Please cite the SLICE-3D dataset under CC BY-NC 4.0 with the following attribution:

International Skin Imaging Collaboration. SLICE-3D 2024 Challenge Dataset. International Skin Imaging Collaboration https://doi.org/10.34970/2024-slice-3d (2024).

Creative Commons Attribution-Non Commercial 4.0 International License.

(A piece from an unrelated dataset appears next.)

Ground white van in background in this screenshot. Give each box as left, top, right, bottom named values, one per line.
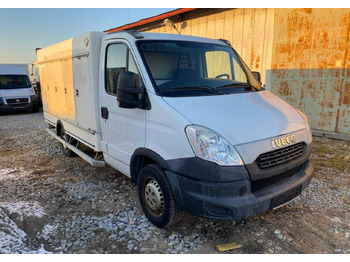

The dataset was generated by the International Skin Imaging Collaboration (ISIC) and images are from the following sources: Hospital Clínic de Barcelona, Memorial Sloan Kettering Cancer Center, Hospital of Basel, FNQH Cairns, The University of Queensland, Melanoma Institute Australia, Monash University and Alfred Health, University of Athens Medical School, and Medical University of Vienna.